Let’s start with chestnut one: children undoubtedly get a magical kick out of Christmas which has long been out of the imaginative reach of adults (unless they drink an unseemly amount of cava). As is by now pretty well-known, in Catalonia this magic consists of feeding a log until, on Christmas morning itself, it provides a large number of small presents from its underbelly after it has been whacked by stick-wielding infants who sing songs urging it to defecate. My partner and myself, however, wanted to complement this Catalan tradition with those from our respective countries (the Netherlands and England). So we celebrated the big Dutch Xmas festival, which takes place on December 5 (the day of Sint Nicolaas) by getting together with some Dutch and Dutch-Catalan couples so that a page in blackface – yes – who works for a king who comes from Madrid – yes – could distribute gifts to the youngsters present. I myself wanted to keep the English custom of hanging a sock at the end of the bed on Christmas Eve so that Santa Claus could pop in and fill it to the brim. We ended up doing all three things, but our children made it clear that what they liked best was beating seven shades of excrement out of a defenceless piece of wood, so we stuck with that.
As for Christmas being a family event, that’s quite tricky if you’re a foreign resident and what’s left of your family live in the countries of your birth and a persistent pandemic makes it unadvisable to travel.
And as for Christmas being commercial, that’s as obvious as the sun in August. Why else do all those ads for toys, perfumes, cava and – once again – torrons pop up, Groundhog Day-like, year after year at this time of year? After all, Christmas is all about giving and receiving. Which involves going into shops – or on websites – and paying money. So there we have Christmas in a nutshell: a bit of magic if you’re under eight, a bit of family (depending on your circumstances) and lots of commerce.
But wait, I hear someone predictably say, isn’t it also a spiritual festival? Well, less than 10% of Catalans are regular church goers, which isn’t much of a start. On top of which, there have long been doubts about the authenticity or even the physical – as opposed to mythical – existence of the Christ: all his miracles are repeat performances of ones which are in the Old Testament (to give just two examples among many: the virgin birth is in Judges, 13; and story of the loaves and fishes, in 2 Kings; etc.).
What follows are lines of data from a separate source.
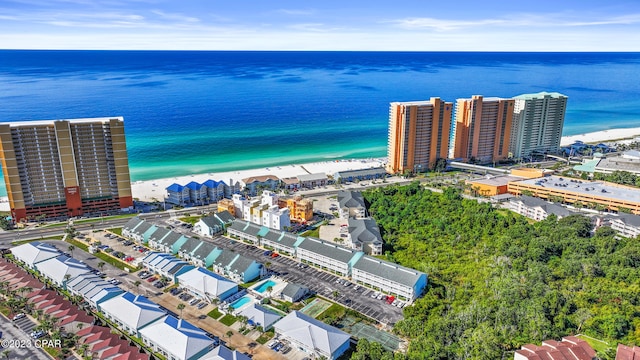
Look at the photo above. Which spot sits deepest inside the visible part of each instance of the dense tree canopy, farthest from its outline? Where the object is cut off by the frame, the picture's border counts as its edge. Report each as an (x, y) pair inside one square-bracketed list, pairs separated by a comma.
[(497, 281)]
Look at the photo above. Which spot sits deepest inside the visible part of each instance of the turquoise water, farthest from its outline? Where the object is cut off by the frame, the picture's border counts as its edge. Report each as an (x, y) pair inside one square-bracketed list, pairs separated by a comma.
[(263, 287), (208, 111), (240, 302)]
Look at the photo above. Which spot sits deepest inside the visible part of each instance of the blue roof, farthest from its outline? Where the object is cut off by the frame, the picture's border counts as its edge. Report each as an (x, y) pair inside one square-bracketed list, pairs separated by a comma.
[(185, 327), (213, 183), (212, 274), (141, 301), (175, 187), (194, 185)]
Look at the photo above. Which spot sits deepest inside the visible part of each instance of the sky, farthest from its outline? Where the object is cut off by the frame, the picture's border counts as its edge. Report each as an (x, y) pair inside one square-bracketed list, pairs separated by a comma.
[(346, 25)]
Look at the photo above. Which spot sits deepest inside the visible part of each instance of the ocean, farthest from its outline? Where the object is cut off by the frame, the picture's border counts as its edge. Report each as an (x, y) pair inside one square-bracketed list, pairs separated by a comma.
[(190, 112)]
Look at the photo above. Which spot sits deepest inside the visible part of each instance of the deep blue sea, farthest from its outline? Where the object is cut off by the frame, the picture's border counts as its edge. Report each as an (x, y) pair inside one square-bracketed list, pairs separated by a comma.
[(201, 111)]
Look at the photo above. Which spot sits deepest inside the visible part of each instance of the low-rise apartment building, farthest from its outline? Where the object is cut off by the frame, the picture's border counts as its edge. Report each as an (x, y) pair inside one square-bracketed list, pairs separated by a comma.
[(327, 255), (393, 279), (537, 209), (597, 193)]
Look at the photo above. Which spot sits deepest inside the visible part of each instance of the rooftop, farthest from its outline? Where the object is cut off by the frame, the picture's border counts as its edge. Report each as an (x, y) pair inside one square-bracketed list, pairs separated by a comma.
[(329, 250), (596, 189), (311, 332), (394, 272)]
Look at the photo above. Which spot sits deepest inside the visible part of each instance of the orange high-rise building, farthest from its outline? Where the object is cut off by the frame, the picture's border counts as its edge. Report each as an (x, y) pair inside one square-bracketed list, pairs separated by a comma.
[(65, 167), (418, 134), (482, 128)]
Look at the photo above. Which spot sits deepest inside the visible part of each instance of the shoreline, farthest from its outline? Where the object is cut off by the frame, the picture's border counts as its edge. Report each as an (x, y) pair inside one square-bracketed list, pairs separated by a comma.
[(602, 136), (147, 190)]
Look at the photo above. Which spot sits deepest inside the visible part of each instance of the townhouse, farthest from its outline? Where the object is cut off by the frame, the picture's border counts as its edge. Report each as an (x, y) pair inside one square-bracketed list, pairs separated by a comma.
[(537, 209), (399, 281), (328, 256), (179, 339), (260, 316), (34, 252), (131, 312), (364, 235), (312, 336), (351, 204), (206, 285)]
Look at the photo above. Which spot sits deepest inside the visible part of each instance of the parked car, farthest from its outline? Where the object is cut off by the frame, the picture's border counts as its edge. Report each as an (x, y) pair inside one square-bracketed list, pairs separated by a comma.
[(194, 301)]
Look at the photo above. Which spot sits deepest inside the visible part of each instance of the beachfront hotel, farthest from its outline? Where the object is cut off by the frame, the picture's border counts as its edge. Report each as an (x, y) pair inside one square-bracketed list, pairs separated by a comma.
[(482, 128), (418, 134), (538, 120), (64, 168)]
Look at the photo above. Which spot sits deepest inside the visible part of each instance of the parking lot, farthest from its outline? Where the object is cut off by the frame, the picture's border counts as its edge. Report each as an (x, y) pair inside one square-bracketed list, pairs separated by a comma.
[(320, 282)]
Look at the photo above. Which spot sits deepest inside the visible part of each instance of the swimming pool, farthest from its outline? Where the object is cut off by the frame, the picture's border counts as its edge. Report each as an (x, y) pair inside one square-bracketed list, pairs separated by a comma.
[(264, 286), (240, 302)]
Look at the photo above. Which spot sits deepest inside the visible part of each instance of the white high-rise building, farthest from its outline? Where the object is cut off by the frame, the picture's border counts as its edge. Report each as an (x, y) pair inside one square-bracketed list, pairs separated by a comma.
[(537, 123)]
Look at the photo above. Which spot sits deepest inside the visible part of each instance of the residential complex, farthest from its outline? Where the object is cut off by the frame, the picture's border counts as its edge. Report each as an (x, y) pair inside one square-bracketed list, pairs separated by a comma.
[(570, 348), (537, 209), (580, 192), (418, 134), (224, 262), (363, 269), (486, 129), (538, 120), (63, 168), (313, 336), (482, 128)]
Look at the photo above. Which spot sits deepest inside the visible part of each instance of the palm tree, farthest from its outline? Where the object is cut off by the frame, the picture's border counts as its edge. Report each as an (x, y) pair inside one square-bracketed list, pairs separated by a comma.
[(84, 348)]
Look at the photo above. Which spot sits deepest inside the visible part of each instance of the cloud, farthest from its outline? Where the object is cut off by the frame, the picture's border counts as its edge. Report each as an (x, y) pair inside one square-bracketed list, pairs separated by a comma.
[(296, 12), (515, 20)]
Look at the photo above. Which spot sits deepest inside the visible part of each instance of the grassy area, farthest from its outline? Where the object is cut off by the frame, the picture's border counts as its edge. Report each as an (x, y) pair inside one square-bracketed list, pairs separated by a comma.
[(598, 345), (312, 233), (115, 262), (117, 231), (228, 320), (190, 219), (78, 244), (215, 313), (265, 337)]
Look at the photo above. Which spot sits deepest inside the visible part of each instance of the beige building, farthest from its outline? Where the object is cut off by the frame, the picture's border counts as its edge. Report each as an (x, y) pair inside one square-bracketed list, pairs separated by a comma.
[(482, 128), (65, 167), (418, 134), (538, 120)]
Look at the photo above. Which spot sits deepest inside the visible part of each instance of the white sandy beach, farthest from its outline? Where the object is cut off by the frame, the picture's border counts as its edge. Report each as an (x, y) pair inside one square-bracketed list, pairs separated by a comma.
[(601, 136), (155, 189)]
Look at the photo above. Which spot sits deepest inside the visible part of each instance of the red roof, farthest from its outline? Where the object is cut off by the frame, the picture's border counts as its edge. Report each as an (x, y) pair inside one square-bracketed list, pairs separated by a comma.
[(627, 353)]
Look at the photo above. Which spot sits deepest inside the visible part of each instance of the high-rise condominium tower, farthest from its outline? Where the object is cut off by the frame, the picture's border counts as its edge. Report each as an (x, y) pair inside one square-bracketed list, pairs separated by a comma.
[(418, 134), (65, 167), (537, 123), (482, 128)]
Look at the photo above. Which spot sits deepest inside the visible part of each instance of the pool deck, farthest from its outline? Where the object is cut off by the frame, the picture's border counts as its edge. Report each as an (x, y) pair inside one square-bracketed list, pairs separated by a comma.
[(277, 287)]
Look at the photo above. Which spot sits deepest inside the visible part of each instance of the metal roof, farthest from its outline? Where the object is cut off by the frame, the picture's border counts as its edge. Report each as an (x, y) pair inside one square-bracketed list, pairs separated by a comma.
[(394, 272)]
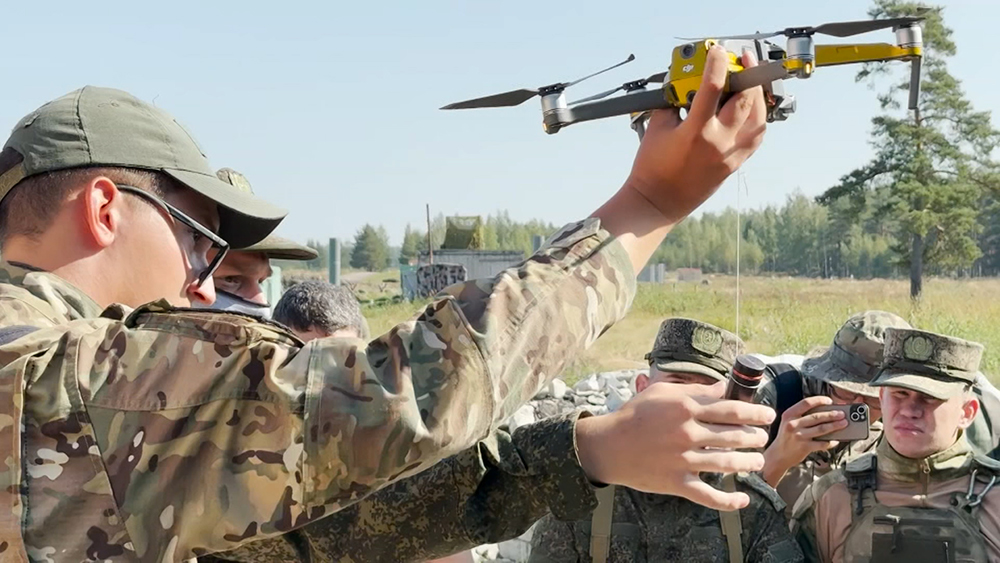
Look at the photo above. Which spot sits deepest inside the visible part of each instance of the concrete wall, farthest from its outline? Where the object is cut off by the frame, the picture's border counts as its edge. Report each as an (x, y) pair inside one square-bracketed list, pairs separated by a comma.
[(478, 263)]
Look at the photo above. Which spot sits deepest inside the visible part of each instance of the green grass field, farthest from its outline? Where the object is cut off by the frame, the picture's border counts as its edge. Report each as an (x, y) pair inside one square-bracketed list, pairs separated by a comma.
[(780, 315)]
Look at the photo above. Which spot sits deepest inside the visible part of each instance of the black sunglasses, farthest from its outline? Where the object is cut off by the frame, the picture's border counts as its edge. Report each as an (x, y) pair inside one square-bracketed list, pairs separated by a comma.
[(217, 242)]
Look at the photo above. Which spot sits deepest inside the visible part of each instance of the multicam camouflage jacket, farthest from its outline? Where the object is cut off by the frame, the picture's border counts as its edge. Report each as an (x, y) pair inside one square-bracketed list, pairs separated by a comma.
[(653, 528), (491, 492), (164, 434)]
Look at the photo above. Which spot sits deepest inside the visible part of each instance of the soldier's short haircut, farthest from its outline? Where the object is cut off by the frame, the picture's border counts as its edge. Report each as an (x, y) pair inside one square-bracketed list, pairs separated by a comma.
[(33, 204), (321, 306)]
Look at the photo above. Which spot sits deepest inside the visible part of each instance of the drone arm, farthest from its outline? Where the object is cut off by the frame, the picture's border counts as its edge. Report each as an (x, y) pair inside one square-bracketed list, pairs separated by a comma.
[(636, 102), (832, 55)]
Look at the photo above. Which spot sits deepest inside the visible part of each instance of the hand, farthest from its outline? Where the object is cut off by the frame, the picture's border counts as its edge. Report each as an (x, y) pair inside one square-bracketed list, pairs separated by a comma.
[(795, 439), (681, 164), (660, 441)]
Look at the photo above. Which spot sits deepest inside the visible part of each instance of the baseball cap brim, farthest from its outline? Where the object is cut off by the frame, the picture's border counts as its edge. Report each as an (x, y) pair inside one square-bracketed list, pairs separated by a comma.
[(244, 219), (279, 248), (938, 388), (669, 366), (823, 368)]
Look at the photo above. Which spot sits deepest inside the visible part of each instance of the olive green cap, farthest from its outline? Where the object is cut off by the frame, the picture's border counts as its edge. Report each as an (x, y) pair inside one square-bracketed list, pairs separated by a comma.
[(853, 360), (96, 126), (690, 346), (933, 364), (274, 247)]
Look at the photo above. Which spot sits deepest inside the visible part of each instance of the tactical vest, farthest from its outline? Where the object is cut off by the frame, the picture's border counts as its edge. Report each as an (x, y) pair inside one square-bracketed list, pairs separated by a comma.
[(884, 534), (600, 525)]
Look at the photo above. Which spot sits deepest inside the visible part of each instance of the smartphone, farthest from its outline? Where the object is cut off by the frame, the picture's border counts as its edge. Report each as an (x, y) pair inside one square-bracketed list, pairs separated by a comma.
[(857, 422)]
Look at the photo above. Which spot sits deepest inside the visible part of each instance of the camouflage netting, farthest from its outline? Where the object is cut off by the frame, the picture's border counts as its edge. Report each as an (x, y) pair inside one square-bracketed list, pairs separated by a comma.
[(464, 233)]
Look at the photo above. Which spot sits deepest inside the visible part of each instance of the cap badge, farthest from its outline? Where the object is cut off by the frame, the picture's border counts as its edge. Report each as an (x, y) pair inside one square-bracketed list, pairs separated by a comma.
[(706, 340), (918, 348)]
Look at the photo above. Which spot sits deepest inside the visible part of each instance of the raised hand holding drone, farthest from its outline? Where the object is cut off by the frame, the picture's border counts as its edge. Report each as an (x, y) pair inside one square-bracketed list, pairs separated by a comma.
[(798, 59)]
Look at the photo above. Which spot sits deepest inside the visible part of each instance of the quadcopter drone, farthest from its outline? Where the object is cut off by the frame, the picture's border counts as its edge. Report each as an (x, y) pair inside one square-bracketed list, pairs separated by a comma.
[(798, 59)]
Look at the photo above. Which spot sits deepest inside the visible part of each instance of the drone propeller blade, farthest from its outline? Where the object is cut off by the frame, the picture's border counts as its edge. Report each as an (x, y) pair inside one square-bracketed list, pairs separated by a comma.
[(596, 96), (579, 80), (846, 29), (658, 77), (725, 37), (915, 83), (759, 75), (507, 99)]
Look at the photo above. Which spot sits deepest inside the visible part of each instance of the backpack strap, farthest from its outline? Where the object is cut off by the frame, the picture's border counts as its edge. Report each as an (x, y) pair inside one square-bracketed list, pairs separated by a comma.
[(600, 526), (788, 387), (9, 334), (732, 526), (14, 512), (862, 476)]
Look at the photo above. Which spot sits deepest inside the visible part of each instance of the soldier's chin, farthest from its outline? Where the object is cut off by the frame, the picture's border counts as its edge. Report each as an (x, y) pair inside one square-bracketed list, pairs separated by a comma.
[(911, 443)]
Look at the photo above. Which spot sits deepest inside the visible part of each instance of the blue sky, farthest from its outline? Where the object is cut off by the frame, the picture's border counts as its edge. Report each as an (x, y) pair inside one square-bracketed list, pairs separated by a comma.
[(331, 108)]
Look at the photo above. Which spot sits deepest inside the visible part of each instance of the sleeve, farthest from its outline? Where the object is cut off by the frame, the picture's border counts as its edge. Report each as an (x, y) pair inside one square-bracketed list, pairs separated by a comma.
[(803, 526), (489, 493), (554, 541), (769, 540), (254, 434)]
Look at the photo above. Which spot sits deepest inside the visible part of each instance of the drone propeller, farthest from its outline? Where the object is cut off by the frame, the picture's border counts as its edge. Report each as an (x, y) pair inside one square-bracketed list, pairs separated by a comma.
[(838, 29), (517, 97), (628, 87), (914, 83)]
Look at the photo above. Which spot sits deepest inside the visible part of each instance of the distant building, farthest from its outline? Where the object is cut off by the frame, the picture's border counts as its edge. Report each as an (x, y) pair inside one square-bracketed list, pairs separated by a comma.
[(689, 275)]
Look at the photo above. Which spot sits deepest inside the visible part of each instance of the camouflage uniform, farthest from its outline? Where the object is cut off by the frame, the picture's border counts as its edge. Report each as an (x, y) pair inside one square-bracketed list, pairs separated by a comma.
[(884, 502), (163, 434), (649, 527), (849, 363)]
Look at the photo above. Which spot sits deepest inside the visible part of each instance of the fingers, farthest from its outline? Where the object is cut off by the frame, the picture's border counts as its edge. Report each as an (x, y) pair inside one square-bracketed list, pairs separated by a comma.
[(728, 437), (698, 491), (664, 119), (758, 115), (805, 405), (736, 111), (706, 101), (822, 429), (734, 412), (722, 461)]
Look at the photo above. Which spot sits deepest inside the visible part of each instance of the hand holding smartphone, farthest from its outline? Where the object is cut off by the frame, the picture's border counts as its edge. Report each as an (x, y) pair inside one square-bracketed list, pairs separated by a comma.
[(856, 414)]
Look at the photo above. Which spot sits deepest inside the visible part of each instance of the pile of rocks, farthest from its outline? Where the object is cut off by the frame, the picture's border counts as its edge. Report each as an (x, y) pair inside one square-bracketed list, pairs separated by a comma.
[(599, 393)]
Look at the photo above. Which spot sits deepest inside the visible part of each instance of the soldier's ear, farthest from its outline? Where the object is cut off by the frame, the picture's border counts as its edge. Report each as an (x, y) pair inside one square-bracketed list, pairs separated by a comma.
[(969, 410), (641, 382)]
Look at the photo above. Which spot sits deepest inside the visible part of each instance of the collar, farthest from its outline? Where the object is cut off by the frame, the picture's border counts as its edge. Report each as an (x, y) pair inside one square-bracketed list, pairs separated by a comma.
[(942, 466), (67, 302)]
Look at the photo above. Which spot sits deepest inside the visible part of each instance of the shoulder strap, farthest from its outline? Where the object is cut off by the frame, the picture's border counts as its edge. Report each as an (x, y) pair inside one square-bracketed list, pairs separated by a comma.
[(732, 526), (862, 476), (9, 334), (600, 527), (10, 522), (788, 388)]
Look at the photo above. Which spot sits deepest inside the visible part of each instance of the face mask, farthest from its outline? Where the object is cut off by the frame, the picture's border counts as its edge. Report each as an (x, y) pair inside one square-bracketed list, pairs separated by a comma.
[(229, 302)]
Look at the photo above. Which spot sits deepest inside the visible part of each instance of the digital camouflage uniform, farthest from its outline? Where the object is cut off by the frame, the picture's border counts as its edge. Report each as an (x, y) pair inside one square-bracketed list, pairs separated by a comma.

It’s not sure either where Jesus was born, given that Nazareth doesn’t appear in the historical record until 4CE, and the Bible’s other option, Bethlehem, the birthplace of King David and the burial ground of the Greek god of wheat Adonis – Bethlehem means ’the house of bread’, in Hebrew – seems too symbolically convenient. We also don’t know when Jesus was born, given that the 6th-century monk who fixed the year currently used made a seven-year slip-up; and as for the date, in 200CE the Coptic Christians of Egypt declared he was born on January 6 – they still do – but in 300CE the Roman Christians substituted this for that of the winter solstice, celebrated for centuries by the Roman pagans and later by the followers of Mithras: December 25. In short, in religious terms, Christmas is the celebration in the wrong year on the wrong day of the birth of a person who might or might not have existed. But faith, after all, is all about believing things that cannot be proven.
Myself, I don’t buy into (any) religion, but I do enjoy buying, when I can afford it, and now that the kids are old enough to no longer believe in magic and my surviving English family is unreachable, buying is all that’s left: presents, food, wine and – yet again – torrons. Indeed, I love the commercial side of Christmas, maybe because each time round it’s like a last-gasp shopping spree, a kind of money-driven carpe diem. So: Prettige Kerst! Happy Christmas ! Bon Nadal!